Z dociekliwością badacza twórca poddał wnikliwej wiwisekcji rodzinę bandziorów z Melbourne, skupiając się niemal wyłącznie na patologii i drążeniu psychologicznej motywacji ich działań i zachowań. Konsekwentnie przy tym unikał jakiejkowiek mitologizacji czy prób usprawiedliwienia. Głównym bohaterem jest siedemnastoletni Josh, któremu właśnie zmarła z przedawkowania matka-narkomanka. Zagubiony i zrozpaczony dzwoni o pomoc do babci (Jacki Weaver – nominacja do Oscara), której od lat nie widział, bo rodzicielka zerwała kontakty z rodziną. Przyjeżdża po niego zadbana starsza pani w typie dzidzia-piernik i zabiera do domu, w którym mieszka wraz z trzema synami. Josh szybko orientuje się, że trafił z deszczu pod rynnę. Jednego z wujów poszukuje, oskarżając o zabójstwa, policja, drugi – na dużą skalę handluje prochami.

Ta rodzina to swoiste przestępcze przedsiębiorstwo, którym jakby mimochodem, ale twardą ręką – między przygotowaniem posiłków – kieruję ciepła na pozór babcia. To ona decyduje o kolejnych rozbojach czy dystrybucji narkotyków. Reżyser tłumaczy posłuch dorosłych dzieci tym, że łączą ich z matką stosunki więcej niż synowskie.
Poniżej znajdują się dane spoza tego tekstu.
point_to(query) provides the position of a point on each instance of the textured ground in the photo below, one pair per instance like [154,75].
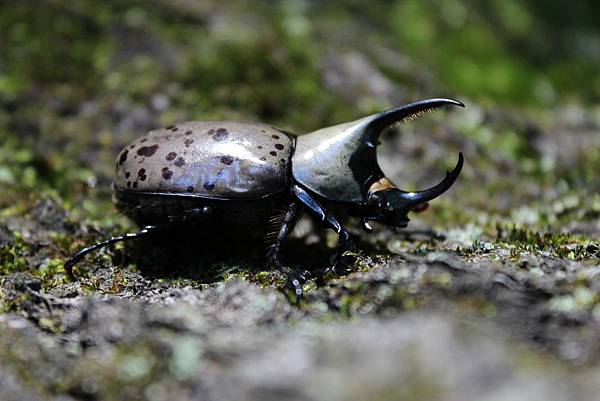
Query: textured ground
[502,304]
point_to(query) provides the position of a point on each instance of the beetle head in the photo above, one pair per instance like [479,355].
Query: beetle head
[390,205]
[339,163]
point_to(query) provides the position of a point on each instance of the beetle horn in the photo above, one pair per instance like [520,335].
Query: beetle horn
[409,111]
[411,200]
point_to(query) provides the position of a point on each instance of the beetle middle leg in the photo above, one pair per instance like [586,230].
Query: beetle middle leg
[345,242]
[295,280]
[146,231]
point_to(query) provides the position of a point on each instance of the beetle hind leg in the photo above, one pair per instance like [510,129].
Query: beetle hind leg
[144,232]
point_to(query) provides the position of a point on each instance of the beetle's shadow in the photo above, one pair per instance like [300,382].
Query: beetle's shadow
[206,257]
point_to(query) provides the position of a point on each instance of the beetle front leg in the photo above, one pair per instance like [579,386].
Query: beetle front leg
[294,279]
[345,242]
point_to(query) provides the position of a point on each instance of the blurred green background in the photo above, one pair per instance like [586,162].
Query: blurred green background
[81,78]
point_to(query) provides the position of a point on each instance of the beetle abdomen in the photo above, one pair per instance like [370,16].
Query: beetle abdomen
[212,159]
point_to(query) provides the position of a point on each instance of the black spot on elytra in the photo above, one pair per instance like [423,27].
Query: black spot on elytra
[123,157]
[167,174]
[147,150]
[226,160]
[221,134]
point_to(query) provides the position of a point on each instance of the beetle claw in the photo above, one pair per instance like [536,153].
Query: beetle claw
[366,226]
[294,282]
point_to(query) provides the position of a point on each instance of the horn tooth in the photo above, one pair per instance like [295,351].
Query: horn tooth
[410,111]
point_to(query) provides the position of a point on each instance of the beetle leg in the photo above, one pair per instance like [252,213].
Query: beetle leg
[295,280]
[145,231]
[345,242]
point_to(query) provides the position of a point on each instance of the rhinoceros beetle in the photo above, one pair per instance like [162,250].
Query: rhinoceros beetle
[243,173]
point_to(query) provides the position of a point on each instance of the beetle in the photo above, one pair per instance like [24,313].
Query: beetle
[243,175]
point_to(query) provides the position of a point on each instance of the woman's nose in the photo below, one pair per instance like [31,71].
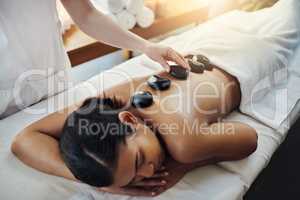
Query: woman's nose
[146,171]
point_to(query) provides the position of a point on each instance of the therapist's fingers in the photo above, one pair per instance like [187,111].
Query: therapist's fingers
[164,63]
[176,57]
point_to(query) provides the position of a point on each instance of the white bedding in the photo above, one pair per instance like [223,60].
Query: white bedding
[227,180]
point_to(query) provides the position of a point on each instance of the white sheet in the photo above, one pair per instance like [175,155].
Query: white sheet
[228,180]
[256,48]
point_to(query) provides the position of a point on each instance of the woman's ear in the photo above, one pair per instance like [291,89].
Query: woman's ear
[128,118]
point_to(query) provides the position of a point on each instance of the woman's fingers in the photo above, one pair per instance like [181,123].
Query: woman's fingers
[160,174]
[178,58]
[150,183]
[131,191]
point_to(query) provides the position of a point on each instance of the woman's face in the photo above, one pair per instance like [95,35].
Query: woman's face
[139,157]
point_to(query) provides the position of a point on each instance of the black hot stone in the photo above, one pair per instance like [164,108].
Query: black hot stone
[203,59]
[179,72]
[159,83]
[196,67]
[142,99]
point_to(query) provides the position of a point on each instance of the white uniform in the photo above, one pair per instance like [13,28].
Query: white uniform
[31,53]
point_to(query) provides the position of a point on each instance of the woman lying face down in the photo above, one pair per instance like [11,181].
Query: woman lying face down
[121,149]
[109,146]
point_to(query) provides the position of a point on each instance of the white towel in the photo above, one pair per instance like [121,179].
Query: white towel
[145,17]
[134,6]
[256,48]
[116,6]
[126,20]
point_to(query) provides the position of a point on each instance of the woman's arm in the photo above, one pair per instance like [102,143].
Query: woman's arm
[37,145]
[102,28]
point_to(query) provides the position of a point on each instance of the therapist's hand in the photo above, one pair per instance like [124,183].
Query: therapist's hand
[162,54]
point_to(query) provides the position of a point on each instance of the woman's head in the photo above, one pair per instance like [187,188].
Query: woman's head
[104,145]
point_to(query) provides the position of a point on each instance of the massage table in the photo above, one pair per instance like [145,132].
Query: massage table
[226,180]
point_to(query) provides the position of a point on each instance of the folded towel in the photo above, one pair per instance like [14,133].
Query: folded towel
[116,6]
[126,20]
[145,17]
[134,6]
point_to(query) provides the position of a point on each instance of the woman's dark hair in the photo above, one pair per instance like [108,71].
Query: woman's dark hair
[90,139]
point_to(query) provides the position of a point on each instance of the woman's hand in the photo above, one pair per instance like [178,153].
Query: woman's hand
[163,180]
[162,54]
[147,187]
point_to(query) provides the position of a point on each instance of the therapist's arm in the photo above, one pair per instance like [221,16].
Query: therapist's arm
[102,28]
Wujowie próbują wciągnąć Josha do interesu, babcia przyjmuje to z uznaniem. Chłopak próbuje się wymigiwać, zwłaszcza że z czasem namierzył go przenikliwy policjant, chcąc wykorzystać do infiltracji bliskich. Josh miga się także przed nim pamiętając o rodzinnej lojalności. Ale gdy trwa wojna, długo okrakiem na barykadzie nie można wysiedzieć. Akcja, pełna zaskakujących, ale doskonale zmotywowanych zwrotów, toczy się bardzo szybko.